In 218 BC, Hannibal invaded Italy with about 20,000 foot, 4000 horse, and a handful of elephants (he had 38,000 infantry and 30-something elephants when he left Gaul, but he'd had to leave 11,000 men behind as a garrison to guard his rear. The rest perished in the mountains.)
If it helps the current technology level is about the same as when the Romans rose to power, they've just ditched bronze and have started using iron. They don't have a lot of steel yet. Also, what kinds of war machines would be available to an army at this time, i know they had simpler weapons like scorpians and small catapults, but what would a oreintal army have? My culture for these people isn't entirely oriental but it does borrow alot from oriental cultures, namely Japanese and Chinese cultures.
The Chinese and Koreans were quite inventive.
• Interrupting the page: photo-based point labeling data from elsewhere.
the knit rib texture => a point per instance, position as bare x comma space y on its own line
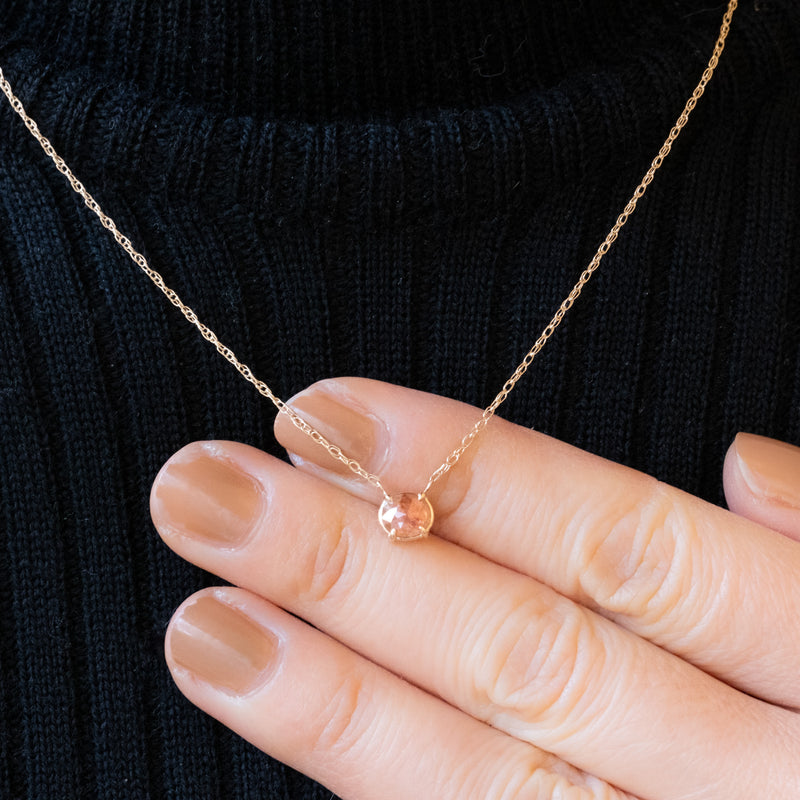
404, 191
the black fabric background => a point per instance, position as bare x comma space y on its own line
403, 191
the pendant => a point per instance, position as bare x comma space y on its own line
406, 517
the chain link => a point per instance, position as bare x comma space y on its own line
508, 386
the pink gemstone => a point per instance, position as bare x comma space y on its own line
406, 516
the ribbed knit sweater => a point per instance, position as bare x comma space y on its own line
404, 191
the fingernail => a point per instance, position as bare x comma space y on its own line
771, 469
221, 645
203, 494
341, 420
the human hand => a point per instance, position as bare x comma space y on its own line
575, 629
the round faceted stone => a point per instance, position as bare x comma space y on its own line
406, 516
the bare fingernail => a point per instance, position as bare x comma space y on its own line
201, 492
340, 419
771, 469
221, 645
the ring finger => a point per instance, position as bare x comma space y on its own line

Their earliest counterweight-operated catapults date from as early as 500 B.C. (the Warring States Period), and manually-operated lever catapults were in use earlier still.
Here's an excellent reference about Chinese siege weapons (http://www.grandhistorian.com/chinesesiegewarfare/index-english12122007.html).
The Japanese and Mongols were typically much more straightforward than the Chinese and Koreans. The Mongols simply threw more soldiers into the fight. The Japanese designed catapults to kill people, but they apparently had some kind of blind spot concerning walls—the defenders often rode out of the castle to fight instead of staying safe behind their fortifications, so there was little need to design machines to breach a castle.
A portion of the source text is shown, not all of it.